SolarWinds SQL Sentry is the leading monitoring and alerting platform for Microsoft Data Platform DBAs, and it is our platform of choice for our managed service customers. It uses a Windows service to monitor its targets. That's all great, but... What if this monitoring service is unavailable for some reason? How could you be alerted when your alerting service is down? Who is watching the watchers? Who is monitoring the monitors?
As a SQL Sentry MSP, we found a solution for this a long time ago. Join me in this blog post to learn how to do it yourself!
SQL Sentry has a built-in "heartbeat" mechanism, supposedly made exactly for this purpose. Every time a monitoring service connects to the SQL Sentry repository, it also updates a table row representing itself, with the current UTC time, to save its latest "heartbeat".

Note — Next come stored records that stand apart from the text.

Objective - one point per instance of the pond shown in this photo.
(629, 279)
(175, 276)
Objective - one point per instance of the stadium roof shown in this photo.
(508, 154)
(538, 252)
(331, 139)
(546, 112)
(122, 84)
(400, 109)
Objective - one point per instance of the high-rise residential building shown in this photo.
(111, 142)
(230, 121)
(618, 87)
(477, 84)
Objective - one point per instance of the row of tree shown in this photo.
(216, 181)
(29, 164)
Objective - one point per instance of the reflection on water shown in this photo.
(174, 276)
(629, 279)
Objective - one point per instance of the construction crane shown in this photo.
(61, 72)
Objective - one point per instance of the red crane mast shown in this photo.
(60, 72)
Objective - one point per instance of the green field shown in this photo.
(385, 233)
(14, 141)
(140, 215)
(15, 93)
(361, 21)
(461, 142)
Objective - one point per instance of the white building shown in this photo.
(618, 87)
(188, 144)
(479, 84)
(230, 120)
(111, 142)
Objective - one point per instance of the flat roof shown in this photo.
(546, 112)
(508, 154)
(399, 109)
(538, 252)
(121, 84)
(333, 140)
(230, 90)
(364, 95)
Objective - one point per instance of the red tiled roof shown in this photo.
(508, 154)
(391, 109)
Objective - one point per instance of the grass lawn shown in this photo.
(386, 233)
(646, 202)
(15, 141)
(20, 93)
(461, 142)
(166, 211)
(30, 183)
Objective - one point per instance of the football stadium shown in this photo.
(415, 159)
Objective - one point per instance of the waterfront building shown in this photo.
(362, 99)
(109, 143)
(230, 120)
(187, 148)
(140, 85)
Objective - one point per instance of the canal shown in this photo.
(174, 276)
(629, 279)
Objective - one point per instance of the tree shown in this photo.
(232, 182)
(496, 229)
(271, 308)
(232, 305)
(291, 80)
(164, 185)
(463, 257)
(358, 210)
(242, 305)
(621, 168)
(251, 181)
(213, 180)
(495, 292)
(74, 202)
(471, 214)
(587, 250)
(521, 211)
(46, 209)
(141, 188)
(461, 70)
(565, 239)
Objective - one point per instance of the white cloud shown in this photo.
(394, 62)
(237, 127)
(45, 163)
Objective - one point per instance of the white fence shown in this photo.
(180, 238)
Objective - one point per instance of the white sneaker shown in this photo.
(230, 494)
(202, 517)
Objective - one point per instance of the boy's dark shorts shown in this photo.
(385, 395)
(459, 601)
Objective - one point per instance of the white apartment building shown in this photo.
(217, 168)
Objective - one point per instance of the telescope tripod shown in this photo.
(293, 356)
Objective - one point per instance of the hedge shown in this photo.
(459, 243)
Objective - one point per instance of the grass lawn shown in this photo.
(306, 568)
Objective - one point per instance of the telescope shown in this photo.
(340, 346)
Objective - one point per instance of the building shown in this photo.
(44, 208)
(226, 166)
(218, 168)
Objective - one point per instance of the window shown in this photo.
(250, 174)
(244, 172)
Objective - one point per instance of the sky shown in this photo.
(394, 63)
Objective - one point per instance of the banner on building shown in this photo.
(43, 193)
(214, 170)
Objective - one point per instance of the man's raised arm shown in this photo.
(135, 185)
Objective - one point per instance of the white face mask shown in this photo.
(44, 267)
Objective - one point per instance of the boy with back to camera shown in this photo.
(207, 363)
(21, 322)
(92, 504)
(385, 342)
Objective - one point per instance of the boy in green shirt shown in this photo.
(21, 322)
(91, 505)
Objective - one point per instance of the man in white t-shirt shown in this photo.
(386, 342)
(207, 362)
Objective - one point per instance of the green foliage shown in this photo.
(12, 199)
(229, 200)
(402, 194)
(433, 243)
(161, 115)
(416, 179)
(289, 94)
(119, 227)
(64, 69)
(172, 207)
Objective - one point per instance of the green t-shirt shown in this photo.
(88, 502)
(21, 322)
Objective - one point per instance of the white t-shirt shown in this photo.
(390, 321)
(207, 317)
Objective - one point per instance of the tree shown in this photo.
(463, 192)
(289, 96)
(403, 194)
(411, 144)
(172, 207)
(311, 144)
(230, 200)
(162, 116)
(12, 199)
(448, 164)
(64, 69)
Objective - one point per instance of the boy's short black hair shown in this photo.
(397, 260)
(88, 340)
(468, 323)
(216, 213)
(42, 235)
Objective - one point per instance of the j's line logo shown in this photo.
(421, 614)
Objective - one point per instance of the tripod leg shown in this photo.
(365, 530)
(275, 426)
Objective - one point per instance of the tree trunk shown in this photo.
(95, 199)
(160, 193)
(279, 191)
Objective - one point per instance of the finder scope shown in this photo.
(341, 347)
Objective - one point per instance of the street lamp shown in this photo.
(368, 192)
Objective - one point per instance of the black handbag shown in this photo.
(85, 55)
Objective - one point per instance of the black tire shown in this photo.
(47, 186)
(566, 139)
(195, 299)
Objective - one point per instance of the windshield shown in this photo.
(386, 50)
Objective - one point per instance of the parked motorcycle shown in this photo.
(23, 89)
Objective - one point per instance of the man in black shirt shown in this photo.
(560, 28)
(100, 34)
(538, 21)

There is even a "Failsafe Condition" called "Monitoring Service: Send Heartbeat Error". But that is actually helpful only when the Monitoring Service itself is still up! After all, the monitoring service itself is the only entity that actually triggers alerts in SQL Sentry!
However, this "monitoring service heartbeat" is still something that could be of great use for us, as it is nothing more than a database table field.
This data is saved in the SQL Sentry table "ManagementEngine", in the column called "HeartbeatDateTime":
Checking the Pulse
Checking the last heartbeat for each monitoring service would be as easy as querying from a table. Although, it's often not as easy as that, as we also need to take into consideration when was the last time that an alert was already dispatched and whether we need to re-alert again or not.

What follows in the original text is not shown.